7. On 19-1-1973 the trial Court gave judgment in the said suit. The contentions of defendants Nos. 2 and 3 were wholly rejected by the learned Judge. He held that Tarachand could have no personal knowledge regarding the nature of rights of defendant No. 3 vis-a-vis defendant No. 1 at the relevant time, that is to say, before 21st May, 1959. He also held that the entries made in the so-called ledger were no evidence at all in the eyes of law or it had no evidentiary value whatsoever. He, therefore, decreed the plaintiff's entire suit with costs against defendants Nos. 2 and 3.
8. As stated above, Appeal No. 316 of 1973 was filed by defendant No. 2 Hirachand and Sons against the said decree, whereas Appeal No. 343 of 1973 was filed by defendant No. 3 Mirabelle Hotel against the said judgment. The appeals were disposed of by the Bench by their judgment dated 31st Oct., 1974. So far as Appeal No. 316 of 1963 was concerned, it was dismissed by the said Bench and thus the decree passed by the trial Court was confirmed by the Bench. So far as the appeal tiled by Mirabelle Hotel, defendant No. 3 (Appeal No. 343 of 1973) was concerned, the Bench disagreed with the inferences drawn by and the conclusions arrived at by the trial Court. The appellate Court no doubt noted that witness Tarachand, the only witness for defendant No. 3, had come into the service of defendant No. 3 as late as in the year 1960. However, the Court held that the said Tarachand could have and did have personal knowledge regarding the nature of defendant No. 3's right in the suit premises, which had allegedly shaped in the year 1958. The bench, therefore, held that the evidence of the said witness Tarachand could not be said to be of merely hearsay character. The Bench further held that though the evidence of witness Tarachand was interested evidence and that the same could not be relied upon without sufficient corroboration by some other reliable evidence the Bench was of the view that the bunch of bills and the ledger for 1958 produced by witness Tarachand could be legitimately used for corroboration of the evidence of the said witness Tarachand. According to the Bench, the said bills and the ledger entries disclosed that defendant No. 3 were in the occupation of the portion of the suit premises right from the month of June 1958. The Bench further held that the evidence of Tarachand was fully and sufficiently corroborated by the said documentary evidence. The Bench, therefore, proceeded to negative the trial Court's finding and held that defendant No. 3 had been inducted on the particular portion of the suit premises since a date prior to 21st May, 1959. In this view of things the Bench was of the view that no decree could be passed against defendant No. 3 having regard to the amendment of the Rent Act which came into force with effect from 21st May, 1959. The decree passed against defendant No. 3 was, therefore, set aside by the Bench.

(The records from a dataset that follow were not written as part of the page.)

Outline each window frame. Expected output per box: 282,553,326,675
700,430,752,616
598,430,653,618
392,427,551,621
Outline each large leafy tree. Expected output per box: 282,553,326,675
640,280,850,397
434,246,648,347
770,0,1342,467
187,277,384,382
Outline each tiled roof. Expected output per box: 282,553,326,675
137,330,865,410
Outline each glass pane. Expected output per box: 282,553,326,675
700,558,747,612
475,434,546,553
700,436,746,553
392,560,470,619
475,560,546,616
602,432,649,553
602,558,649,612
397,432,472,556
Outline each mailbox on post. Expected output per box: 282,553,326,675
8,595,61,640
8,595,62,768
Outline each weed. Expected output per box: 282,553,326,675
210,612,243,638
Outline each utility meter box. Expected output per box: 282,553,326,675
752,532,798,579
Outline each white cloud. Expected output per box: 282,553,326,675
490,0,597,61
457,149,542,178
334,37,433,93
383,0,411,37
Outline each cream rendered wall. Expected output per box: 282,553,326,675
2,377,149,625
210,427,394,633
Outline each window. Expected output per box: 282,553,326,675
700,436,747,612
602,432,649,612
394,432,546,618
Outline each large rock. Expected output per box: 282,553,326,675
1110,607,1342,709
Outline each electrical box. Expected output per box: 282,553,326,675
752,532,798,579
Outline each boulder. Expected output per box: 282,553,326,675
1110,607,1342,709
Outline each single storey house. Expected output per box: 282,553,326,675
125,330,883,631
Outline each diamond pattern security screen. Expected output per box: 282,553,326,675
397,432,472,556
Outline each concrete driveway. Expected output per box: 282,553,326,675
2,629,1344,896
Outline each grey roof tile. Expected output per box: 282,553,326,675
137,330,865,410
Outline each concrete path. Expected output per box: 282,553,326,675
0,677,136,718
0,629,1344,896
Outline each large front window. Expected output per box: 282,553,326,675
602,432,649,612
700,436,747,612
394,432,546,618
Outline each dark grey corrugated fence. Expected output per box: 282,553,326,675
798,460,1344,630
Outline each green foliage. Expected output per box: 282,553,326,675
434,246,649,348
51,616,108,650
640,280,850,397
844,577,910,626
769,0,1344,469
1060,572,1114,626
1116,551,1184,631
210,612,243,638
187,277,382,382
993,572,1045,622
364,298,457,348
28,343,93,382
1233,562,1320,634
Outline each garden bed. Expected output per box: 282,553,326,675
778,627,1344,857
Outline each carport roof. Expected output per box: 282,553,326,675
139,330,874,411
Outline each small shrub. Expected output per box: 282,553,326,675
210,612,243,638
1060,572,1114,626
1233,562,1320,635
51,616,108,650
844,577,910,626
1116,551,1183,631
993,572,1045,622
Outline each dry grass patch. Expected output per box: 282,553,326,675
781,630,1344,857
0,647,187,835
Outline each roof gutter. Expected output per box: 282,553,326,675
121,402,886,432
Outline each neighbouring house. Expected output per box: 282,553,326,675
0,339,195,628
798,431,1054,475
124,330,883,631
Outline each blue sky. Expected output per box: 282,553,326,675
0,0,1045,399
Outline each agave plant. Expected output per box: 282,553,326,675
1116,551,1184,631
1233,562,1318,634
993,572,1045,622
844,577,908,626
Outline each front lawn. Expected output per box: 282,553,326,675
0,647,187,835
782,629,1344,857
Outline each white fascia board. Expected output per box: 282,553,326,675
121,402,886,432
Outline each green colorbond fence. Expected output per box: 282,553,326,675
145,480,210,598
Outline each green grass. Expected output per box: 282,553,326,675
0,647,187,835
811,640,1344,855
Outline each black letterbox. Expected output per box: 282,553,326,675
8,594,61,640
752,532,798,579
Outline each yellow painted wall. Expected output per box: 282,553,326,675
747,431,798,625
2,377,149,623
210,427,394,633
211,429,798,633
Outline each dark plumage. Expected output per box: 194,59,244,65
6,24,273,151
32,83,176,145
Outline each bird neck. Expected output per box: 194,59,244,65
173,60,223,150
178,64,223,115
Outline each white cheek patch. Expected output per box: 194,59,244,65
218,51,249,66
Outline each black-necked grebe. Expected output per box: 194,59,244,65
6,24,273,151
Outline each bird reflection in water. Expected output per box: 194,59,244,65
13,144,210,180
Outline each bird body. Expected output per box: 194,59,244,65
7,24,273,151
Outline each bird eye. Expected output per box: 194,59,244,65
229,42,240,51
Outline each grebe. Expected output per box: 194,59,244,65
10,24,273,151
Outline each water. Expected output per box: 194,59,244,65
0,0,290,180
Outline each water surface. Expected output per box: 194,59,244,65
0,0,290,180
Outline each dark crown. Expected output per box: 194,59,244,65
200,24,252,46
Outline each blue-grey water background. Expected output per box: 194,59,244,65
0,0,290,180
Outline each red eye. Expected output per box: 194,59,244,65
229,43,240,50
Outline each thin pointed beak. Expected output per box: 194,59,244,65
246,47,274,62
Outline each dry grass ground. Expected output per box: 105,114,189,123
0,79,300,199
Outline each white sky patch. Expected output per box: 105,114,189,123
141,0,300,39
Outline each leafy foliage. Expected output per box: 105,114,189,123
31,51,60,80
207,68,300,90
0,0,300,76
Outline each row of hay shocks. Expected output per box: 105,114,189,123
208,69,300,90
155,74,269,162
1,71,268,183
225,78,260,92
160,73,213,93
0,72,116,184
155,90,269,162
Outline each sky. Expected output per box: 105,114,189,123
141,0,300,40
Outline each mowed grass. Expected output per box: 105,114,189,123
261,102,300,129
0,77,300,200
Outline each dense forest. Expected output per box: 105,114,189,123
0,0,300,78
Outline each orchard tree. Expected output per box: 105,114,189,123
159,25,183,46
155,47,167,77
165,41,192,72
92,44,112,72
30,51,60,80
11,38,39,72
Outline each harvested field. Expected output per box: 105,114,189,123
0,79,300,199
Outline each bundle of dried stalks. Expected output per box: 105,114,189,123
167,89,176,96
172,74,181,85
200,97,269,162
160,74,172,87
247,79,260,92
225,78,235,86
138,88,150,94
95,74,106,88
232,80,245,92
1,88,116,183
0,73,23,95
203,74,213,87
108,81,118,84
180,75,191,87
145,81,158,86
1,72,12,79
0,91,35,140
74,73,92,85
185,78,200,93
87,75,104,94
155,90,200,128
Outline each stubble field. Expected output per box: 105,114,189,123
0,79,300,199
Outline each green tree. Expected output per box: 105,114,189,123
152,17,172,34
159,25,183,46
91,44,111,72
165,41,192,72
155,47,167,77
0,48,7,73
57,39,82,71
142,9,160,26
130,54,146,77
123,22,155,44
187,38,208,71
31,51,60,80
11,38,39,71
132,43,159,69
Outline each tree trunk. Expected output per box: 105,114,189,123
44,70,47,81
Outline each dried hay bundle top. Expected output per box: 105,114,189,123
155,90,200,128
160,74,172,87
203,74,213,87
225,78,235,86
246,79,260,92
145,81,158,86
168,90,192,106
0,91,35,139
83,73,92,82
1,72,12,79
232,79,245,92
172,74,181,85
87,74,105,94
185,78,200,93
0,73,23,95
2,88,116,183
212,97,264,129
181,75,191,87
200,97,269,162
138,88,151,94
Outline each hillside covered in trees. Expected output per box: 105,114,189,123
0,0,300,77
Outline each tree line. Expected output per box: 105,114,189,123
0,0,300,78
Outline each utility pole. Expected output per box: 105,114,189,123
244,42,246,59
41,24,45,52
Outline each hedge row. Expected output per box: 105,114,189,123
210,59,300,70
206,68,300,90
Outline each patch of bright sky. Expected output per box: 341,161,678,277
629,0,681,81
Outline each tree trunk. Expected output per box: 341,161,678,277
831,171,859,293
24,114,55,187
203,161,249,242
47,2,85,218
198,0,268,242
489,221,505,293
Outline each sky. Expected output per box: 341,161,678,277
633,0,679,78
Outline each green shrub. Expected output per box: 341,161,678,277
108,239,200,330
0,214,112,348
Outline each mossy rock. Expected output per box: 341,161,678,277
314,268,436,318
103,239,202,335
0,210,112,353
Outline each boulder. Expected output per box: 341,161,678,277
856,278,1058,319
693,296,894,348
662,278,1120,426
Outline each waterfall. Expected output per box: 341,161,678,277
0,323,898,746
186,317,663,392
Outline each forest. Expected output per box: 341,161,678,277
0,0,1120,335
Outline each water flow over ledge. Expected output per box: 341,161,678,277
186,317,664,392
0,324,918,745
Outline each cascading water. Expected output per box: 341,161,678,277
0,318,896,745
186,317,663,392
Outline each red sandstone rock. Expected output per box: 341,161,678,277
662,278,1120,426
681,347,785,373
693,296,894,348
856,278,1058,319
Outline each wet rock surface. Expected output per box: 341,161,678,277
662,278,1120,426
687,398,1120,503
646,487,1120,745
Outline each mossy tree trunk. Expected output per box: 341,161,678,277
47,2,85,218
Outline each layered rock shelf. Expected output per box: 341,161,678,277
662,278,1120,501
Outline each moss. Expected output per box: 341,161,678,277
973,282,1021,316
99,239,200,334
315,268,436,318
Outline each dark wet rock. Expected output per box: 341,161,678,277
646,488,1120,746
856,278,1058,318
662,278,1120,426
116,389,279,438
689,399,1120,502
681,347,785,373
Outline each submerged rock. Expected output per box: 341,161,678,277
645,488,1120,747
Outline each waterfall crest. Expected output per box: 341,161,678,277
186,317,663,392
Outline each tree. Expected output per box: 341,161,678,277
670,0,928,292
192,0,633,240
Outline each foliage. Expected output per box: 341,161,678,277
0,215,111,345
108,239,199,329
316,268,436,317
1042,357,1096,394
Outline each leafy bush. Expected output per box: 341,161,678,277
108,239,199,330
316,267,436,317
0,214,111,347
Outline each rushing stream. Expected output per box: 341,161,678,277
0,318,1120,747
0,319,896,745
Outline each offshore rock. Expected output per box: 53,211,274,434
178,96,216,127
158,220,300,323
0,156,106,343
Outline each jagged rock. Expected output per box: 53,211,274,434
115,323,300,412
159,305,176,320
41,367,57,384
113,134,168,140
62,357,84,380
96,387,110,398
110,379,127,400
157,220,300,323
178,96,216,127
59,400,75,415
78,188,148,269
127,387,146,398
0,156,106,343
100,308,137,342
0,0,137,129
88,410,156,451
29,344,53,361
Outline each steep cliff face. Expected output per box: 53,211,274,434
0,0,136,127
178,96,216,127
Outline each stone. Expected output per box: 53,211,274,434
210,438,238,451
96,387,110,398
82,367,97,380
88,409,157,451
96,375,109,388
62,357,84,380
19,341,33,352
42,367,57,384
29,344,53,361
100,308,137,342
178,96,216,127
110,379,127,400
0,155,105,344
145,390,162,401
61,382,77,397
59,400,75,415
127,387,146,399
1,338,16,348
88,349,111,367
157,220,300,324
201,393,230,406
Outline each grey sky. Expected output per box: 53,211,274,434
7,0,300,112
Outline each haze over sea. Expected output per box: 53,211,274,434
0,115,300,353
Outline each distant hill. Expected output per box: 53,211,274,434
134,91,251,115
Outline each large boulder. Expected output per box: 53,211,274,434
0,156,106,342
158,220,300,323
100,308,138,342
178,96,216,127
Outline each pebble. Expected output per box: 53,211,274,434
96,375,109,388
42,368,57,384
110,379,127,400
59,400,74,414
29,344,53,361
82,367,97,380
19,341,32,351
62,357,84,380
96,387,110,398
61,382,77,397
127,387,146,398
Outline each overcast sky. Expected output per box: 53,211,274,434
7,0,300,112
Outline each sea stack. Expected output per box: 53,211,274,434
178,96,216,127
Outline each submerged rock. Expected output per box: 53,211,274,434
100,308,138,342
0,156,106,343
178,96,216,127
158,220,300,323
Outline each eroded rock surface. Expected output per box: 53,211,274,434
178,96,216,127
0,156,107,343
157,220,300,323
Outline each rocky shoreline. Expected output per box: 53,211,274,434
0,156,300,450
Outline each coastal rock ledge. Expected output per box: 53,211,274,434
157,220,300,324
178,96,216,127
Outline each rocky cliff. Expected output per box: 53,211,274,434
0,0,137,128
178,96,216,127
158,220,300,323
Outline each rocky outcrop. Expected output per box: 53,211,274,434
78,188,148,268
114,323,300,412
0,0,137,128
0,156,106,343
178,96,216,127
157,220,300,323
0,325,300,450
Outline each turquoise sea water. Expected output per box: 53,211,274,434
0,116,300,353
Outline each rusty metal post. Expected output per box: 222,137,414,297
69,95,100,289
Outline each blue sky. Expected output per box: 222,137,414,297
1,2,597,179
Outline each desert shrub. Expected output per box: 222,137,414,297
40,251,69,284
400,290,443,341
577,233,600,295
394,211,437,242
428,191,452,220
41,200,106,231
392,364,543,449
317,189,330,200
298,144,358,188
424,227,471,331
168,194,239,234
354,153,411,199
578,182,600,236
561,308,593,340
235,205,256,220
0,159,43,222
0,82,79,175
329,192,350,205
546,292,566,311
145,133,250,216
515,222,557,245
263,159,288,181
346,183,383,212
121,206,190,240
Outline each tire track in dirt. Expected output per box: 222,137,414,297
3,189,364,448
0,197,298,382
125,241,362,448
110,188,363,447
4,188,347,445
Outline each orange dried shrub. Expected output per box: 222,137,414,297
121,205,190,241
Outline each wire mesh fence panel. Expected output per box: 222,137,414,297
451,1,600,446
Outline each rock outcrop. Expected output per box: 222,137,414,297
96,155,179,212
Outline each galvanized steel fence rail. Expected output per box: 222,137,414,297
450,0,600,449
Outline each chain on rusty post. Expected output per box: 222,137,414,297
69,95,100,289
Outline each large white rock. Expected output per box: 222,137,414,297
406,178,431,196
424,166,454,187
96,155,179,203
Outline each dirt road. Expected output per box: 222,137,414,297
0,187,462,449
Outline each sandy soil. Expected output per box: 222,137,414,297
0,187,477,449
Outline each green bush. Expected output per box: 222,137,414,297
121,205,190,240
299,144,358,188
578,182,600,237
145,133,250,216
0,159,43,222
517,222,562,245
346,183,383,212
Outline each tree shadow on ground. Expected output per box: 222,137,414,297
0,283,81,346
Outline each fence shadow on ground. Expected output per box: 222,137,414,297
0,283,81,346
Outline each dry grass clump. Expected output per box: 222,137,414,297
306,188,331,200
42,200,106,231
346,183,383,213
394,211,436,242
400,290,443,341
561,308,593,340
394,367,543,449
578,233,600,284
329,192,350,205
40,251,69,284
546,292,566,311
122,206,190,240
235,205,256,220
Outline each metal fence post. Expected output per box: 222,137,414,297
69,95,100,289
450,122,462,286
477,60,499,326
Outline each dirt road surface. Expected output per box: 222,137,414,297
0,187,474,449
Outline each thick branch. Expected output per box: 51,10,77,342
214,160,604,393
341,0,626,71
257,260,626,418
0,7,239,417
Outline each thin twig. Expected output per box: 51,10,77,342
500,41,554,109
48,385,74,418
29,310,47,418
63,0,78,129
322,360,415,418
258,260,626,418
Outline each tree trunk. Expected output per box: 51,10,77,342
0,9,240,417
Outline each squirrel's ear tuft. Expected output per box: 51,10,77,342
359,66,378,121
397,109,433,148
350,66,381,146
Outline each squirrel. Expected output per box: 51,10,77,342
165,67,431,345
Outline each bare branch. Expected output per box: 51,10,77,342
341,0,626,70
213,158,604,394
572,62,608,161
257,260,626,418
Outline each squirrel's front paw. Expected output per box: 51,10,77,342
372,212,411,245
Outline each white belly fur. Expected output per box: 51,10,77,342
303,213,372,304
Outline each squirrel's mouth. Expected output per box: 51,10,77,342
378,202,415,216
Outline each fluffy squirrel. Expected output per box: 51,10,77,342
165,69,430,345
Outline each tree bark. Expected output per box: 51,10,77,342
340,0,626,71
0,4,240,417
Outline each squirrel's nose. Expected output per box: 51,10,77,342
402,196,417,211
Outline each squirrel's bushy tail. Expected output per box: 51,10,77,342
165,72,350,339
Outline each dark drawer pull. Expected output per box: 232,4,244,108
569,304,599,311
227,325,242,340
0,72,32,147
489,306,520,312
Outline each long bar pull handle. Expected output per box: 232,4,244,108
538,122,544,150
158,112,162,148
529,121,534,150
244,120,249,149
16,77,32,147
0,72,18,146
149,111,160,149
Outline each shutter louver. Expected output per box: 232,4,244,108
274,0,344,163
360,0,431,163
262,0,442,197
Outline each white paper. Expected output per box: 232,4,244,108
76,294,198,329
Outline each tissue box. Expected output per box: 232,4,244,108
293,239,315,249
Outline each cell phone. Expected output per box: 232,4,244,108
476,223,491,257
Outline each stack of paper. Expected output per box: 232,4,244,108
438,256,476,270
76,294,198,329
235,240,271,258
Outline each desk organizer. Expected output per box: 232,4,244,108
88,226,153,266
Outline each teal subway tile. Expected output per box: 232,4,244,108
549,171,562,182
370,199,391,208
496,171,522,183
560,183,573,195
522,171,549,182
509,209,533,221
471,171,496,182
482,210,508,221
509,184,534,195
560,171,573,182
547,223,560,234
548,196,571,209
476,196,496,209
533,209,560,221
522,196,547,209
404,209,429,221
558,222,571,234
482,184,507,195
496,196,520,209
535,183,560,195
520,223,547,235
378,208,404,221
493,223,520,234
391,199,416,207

9. As stated above, Spl. C. A. No. 537 of 1975 has been filed by the original plaintiffs against the decree of the Bench in Appeal No. 343 of 1973. Rule was issued by my learned brother Savant, J. on the said petition on 25-2-1975.
10. Original defendant No. 2, who was similarly aggrieved by the judgment of the Bench also approached this Court for suitable relief. Strangely enough, he chose to file no Special Civil Application under Article 227 of the Constitution of India but chose to file or was advised to file a Civil Revision Application under Section 115 of the Code of Civil Procedure. The revision application was filed on 10-2-1975. Rule was issued thereon by Vaidya, J. on 11-2-1975. Mr. M.N. Morje appeared for the petitioner at the time of the Rule. As will be presently pointed out, I waited for Mr. Morje to explain to me the reasons which persuaded him to file a Revision Application only under Section 115 of the Code of Civil Procedure instead of Special Civil Application under Article 227 of the Constitution. I, however, did not have the benefit of his assistance in this behalf for my enlightenment because Mr. Morje has chosen to remain absent on each occasion when the petition came up for final hearing and even though the petition was heard before me for the last two days I could not have the benefit of any assistance from him in this behalf.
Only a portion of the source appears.